Science
These Researchers First Saw The “Sailing Stones” In Motion

Situated on the border separating California and Nevada, Death Valley National Park earned its name in 1933 and is home to one of the Earth’s weirdest yet astonishing natural phenomena: sailing stones varying in sizes. No one has really seen them in action, but the trails behind them and the constant changing of their position show that they do.
Last August of 2014, a team of extremely patient researchers, with the help of organizations including the Scripps Institution of Oceanography and NASA, declared they had solved one of Earth’s greatest mysteries.

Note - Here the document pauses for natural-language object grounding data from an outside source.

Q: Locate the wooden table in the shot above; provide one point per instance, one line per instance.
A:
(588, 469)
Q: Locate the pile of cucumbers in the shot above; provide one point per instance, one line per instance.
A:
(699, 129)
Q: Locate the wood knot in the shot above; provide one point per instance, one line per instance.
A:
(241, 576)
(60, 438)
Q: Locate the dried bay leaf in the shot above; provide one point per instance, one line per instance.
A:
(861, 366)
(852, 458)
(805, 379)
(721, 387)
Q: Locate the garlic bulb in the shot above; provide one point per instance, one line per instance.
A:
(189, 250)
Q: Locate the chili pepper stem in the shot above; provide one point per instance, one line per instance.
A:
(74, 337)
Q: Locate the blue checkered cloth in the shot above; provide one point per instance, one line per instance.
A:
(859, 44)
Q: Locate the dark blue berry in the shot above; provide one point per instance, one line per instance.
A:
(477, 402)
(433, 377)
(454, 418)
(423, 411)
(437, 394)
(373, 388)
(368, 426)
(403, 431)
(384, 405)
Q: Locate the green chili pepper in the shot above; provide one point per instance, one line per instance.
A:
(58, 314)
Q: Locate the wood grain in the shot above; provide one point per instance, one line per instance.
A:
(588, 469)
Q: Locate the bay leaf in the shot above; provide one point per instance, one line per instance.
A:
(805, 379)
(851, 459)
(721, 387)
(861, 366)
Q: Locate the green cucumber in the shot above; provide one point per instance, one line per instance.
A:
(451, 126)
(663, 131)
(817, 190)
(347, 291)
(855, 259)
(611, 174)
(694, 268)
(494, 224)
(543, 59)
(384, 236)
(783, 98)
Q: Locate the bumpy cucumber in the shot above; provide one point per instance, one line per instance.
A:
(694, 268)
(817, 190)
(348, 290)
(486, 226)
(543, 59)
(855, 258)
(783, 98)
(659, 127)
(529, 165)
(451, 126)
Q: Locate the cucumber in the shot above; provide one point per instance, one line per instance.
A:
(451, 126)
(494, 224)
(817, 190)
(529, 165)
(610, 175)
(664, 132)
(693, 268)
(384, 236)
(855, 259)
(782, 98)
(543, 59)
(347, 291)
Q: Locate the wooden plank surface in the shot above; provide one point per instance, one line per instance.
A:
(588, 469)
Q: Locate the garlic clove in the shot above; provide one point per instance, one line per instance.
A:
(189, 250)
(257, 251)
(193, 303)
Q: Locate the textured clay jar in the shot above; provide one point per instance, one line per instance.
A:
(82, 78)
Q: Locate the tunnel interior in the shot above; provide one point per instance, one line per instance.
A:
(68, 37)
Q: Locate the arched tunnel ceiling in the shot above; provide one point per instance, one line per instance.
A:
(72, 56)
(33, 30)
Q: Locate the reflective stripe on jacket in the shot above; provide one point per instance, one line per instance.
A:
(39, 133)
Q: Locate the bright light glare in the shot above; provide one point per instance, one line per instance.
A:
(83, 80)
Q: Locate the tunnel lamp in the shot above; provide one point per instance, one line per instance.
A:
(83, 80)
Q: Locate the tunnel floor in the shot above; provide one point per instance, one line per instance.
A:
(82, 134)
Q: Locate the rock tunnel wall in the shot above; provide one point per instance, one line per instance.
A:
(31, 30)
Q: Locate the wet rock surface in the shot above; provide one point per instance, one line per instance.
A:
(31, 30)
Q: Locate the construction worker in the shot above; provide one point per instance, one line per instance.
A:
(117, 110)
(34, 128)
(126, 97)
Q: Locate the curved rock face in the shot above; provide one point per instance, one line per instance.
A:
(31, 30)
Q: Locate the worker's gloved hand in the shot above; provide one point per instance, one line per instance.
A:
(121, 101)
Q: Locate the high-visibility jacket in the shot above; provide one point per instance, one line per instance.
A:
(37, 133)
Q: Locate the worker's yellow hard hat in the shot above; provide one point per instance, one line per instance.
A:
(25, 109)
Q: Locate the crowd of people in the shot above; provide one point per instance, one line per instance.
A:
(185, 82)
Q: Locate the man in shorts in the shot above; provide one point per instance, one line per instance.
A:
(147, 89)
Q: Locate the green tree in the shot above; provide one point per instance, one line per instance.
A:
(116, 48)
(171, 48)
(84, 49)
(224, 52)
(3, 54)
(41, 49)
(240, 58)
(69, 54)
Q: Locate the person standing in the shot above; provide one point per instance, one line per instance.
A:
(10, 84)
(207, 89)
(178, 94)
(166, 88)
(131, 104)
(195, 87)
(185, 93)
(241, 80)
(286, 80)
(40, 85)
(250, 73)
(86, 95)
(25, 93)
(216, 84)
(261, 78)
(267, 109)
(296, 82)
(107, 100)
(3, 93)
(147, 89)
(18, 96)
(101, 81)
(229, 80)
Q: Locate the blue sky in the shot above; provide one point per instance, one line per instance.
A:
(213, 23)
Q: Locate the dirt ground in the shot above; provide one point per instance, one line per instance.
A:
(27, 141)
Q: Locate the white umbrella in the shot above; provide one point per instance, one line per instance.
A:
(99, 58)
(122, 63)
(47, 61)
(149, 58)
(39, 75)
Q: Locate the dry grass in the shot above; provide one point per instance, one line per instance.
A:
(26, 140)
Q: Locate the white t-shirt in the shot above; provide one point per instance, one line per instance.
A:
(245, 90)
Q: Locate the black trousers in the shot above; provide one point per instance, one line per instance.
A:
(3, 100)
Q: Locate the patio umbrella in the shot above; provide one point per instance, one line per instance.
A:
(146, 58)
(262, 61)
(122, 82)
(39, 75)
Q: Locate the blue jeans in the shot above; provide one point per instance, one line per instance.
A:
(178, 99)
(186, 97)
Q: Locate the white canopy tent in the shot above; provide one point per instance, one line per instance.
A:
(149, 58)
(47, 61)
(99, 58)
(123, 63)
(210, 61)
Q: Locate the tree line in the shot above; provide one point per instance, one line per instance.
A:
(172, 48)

The movement originates from extremely thin windowpane ice that oftentimes covers the dry lake bed, says Richard Norris and James Norris. As the ice starts to melt in the late morning sun, it could disintegrate under the breeze. Ice panels afloat could have shoved the stones, resulting in a movement and leaving tracks on the dry surface. PLOS ONE, a peer-reviewed open access scientific journal published the cousins’ research.
In 2011, they started the research of the “Sailing Stones”. It was the time they founded the Slithering Stones Research Initiative. They set up a weather station beside Racetrack Playa and included 15 of their own rocks to it. These rocks had GPS tracking devices embedded in them.
From then on, they observed. Their time-lapse photography setup was able to capture the rocks sliding across Racetrack Playa on both December 4 and December 20, 2013. They were moving around 15 feet per minute. They became first people to see the rocks in action.